Cost and Access: What Patients Should Know
As of mid-2026, Galleri is not covered by Medicare or most commercial health insurance plans. GRAIL has said that FDA approval is expected to be a key trigger for insurance coverage decisions. The company's president has stated that approval would enable Medicare coverage to begin in 2028. Patients who want to access the test now would pay out of pocket.
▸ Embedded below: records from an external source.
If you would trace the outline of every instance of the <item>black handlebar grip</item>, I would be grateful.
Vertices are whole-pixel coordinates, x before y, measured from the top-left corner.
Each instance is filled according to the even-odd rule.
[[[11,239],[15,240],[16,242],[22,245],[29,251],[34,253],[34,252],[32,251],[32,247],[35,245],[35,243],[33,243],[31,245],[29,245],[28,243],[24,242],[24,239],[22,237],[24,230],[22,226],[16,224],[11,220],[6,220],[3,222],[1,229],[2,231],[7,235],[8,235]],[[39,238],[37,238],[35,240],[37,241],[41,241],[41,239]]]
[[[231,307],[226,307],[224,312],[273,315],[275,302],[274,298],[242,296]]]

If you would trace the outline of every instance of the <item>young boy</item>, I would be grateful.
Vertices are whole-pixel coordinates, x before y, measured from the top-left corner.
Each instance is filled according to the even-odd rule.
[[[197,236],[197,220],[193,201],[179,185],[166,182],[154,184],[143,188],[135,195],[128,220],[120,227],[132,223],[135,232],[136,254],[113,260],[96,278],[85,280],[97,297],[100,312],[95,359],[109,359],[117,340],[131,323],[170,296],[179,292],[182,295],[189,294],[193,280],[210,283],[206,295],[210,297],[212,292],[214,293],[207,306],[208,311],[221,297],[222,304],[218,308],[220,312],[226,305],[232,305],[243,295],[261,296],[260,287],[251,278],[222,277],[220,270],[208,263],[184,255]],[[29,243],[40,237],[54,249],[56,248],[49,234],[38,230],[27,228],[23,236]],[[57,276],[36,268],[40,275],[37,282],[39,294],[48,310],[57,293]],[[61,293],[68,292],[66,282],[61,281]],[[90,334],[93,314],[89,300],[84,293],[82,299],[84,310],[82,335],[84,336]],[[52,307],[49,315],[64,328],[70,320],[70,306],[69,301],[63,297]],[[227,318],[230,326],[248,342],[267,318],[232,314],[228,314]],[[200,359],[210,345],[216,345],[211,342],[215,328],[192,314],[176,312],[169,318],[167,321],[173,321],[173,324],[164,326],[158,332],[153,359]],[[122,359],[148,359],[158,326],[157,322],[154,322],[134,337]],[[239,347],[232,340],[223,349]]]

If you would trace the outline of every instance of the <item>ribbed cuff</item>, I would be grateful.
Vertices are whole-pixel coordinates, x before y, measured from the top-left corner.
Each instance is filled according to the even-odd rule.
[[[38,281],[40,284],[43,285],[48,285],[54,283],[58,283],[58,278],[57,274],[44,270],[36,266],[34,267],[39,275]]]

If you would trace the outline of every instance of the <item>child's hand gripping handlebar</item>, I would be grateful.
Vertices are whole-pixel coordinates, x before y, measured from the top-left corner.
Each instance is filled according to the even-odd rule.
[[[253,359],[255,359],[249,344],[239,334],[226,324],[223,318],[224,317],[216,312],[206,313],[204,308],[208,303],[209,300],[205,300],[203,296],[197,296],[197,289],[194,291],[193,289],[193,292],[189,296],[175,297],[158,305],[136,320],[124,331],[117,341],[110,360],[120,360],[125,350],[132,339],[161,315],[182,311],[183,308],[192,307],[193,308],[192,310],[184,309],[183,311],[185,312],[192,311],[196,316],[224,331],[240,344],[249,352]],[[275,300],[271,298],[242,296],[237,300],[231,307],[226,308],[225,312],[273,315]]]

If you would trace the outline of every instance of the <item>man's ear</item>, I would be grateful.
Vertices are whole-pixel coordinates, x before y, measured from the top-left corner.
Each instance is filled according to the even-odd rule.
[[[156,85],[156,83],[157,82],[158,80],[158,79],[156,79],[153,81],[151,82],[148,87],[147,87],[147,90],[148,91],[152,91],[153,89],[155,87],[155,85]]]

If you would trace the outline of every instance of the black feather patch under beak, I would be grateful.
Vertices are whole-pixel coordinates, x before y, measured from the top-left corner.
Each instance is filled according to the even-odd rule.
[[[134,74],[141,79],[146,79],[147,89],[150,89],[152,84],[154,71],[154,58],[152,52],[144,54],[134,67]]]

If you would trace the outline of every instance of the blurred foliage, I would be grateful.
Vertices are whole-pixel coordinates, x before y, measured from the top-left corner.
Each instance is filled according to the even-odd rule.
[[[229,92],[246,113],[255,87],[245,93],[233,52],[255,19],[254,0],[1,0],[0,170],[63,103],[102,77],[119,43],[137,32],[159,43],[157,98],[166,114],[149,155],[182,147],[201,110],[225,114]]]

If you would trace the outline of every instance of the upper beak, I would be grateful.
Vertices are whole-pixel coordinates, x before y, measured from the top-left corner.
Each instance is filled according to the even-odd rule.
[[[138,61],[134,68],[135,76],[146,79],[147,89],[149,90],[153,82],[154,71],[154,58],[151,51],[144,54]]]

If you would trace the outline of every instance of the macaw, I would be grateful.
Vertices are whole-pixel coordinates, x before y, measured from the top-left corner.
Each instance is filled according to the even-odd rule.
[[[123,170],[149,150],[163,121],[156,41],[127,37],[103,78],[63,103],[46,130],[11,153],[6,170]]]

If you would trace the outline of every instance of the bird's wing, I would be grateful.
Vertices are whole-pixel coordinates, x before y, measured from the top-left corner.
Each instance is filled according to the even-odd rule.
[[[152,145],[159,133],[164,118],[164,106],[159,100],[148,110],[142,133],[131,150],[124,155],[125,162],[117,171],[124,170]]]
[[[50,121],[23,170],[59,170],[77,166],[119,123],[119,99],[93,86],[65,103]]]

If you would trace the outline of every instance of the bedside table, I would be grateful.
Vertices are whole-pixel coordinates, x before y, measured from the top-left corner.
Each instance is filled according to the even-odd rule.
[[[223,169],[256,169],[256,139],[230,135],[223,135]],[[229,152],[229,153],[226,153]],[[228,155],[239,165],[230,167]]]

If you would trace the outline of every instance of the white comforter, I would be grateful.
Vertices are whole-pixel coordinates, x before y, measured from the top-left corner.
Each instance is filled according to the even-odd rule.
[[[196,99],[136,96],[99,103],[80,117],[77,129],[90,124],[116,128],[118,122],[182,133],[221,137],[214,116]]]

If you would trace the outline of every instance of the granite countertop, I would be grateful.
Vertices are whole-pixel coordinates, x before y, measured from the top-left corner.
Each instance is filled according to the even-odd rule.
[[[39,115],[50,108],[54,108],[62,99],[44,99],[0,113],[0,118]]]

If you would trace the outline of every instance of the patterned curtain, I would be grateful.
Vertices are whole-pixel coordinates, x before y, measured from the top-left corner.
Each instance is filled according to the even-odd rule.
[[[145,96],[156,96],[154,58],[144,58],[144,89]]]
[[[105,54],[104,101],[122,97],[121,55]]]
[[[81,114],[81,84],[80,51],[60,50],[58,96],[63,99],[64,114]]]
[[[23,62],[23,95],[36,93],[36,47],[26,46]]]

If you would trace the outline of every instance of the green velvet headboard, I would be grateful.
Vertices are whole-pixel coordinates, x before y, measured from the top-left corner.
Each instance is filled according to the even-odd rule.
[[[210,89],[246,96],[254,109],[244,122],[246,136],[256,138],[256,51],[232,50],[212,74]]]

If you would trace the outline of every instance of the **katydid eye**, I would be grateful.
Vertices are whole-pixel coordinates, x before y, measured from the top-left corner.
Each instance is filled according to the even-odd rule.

GRAIL also sells Galleri through employer health plans in some markets. Patients should ask their employer's benefits coordinator whether the test is included in their plan.
What Happens Next
The FDA is actively reviewing GRAIL's PMA application. The agency has designated Galleri a Breakthrough Device, which entitles it to more intensive FDA guidance and priority review. No PDUFA date has been publicly announced, but media reports suggest a decision could come in late 2026. If approved, it would mark the first FDA-authorized multi-cancer early detection test in the United States. The NHS-Galleri trial's primary endpoint results — the mortality reduction data — are expected to add further evidence in the coming years. MedicalDaily will report on the FDA's decision when it is announced.
The Bottom Line
The Galleri blood test represents one of the most significant potential advances in cancer screening in decades. Its FDA approval is being considered now, with a possible decision by late 2026. For adults over 50, the test offers the possibility of detecting cancers that currently have no screening option, potentially earlier in their course, when outcomes are significantly better. Until the FDA rules and insurance coverage follows, patients should continue all currently recommended screenings and talk to their doctor about whether early access to Galleri makes sense for their situation.